Firstly, for Building Surveyors and Valuers it’s simple, in that we work 100% on behalf of our clearly defined clients, always attempting to avoid or declare any conflicts of interest and undue influence. For Estate Agents it’s more difficult, as the client is the person who pays the fee at the end, the seller, but that only happens if the buyer pays the seller by purchasing the property. Accordingly, there has to be a juggling of the interests of both in order to reach a sale of the property.

A building survey is vital for a buyer, so they can know what the real costs in money and hassle will be in purchasing that property and decide whether the unique benefits more than compensate for those. In many northern European countries, an independent building survey and valuation report must be obtained by the seller before they can market their property and be presented to potential buyers if requested. Defects can be corrected by the seller, or the price reduced to allow for them, or the buyer just accepts them as a cost of purchase. It means that all know the background to the property purchase and avoids surprises and conflicts during negotiations and accusations of bad faith. The life and reputation of the estate agent is much simpler as they know that they, the buyer and as importantly, the seller, all know what they are selling. The agent can then concentrate on the marketing and putting forward the property in its best light.

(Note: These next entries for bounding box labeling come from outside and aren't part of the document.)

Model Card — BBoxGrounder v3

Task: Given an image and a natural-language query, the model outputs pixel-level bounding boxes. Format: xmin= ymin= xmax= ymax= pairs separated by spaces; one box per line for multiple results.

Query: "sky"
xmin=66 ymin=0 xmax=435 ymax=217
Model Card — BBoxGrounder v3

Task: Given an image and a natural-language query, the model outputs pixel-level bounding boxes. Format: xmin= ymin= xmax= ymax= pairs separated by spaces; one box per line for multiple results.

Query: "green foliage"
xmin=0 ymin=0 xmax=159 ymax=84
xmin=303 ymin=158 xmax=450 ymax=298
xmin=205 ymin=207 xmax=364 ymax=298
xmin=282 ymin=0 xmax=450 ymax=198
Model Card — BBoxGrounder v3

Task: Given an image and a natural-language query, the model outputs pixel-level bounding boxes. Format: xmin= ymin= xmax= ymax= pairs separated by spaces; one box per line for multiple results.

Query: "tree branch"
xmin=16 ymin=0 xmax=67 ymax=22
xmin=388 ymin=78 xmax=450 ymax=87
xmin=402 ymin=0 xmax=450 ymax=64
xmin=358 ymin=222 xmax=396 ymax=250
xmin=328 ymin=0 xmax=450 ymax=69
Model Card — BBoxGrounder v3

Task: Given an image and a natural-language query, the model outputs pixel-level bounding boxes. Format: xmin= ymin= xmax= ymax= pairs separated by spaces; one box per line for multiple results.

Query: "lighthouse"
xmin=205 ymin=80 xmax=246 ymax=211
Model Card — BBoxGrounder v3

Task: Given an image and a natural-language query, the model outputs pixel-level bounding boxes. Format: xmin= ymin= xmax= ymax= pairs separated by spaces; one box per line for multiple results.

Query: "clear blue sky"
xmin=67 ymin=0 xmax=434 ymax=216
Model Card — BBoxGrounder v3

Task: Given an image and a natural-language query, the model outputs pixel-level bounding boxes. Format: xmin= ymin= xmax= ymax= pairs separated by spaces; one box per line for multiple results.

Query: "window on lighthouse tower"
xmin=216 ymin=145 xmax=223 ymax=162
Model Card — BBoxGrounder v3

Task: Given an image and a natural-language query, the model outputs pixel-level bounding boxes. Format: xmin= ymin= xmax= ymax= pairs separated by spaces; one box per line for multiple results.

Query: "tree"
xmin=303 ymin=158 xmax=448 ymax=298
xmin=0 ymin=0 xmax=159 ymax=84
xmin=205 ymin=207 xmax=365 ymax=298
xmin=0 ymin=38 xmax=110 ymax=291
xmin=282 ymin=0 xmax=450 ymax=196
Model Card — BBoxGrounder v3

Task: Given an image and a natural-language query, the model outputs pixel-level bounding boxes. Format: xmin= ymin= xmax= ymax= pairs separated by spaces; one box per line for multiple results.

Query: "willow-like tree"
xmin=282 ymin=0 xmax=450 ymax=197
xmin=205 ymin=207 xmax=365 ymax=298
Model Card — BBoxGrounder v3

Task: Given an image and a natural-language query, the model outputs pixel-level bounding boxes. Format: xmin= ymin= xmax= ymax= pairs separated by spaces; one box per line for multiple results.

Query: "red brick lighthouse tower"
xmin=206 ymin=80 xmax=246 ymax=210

Unfortunately, that doesn’t happen in Spain and so Building Surveys of properties can be a great concern for Estate Agents. If defects in a property, and there are always some, haven’t been noticed by the seller or the agent, but are pointed out by the surveyor, there can be a loss of faith in the agent by the owner, who perhaps looks upon them as having failed to avoid the disclosure; and certainly, by the potential buyer, who may feel that their friendly agent was hiding them all along. It’s unfair, as the average agent is skilled in marketing, but not necessarily an expert in identifying evidence of construction defects, which may have been hidden to casual observation. So, for now, the agent and owner have to sit and wait for the 2 to 3 hours that a building survey may take, hoping that nothing will be found that will put the potential buyer off the purchase. If there are multiple interests (ojalá!), there may be several surveyors intrusively poking into corners of the house and cupboards. So much simpler one pre-acquisition survey and report can be presented by the seller to the buyer.

Where the surveyor, and eventually all others involved, can be assisted is in making sure that water and electricity are switched on, and items that will take time to warm up, such as water heaters and underfloor heating, are started some time before the building surveyor arrives. Otherwise, the report will have many warnings that these things couldn’t be tested and could have defects that are not necessarily there. For similar reasons, all doors should be openable and electricity (both sides), water, IBI and any other appropriate invoices should be available for copying.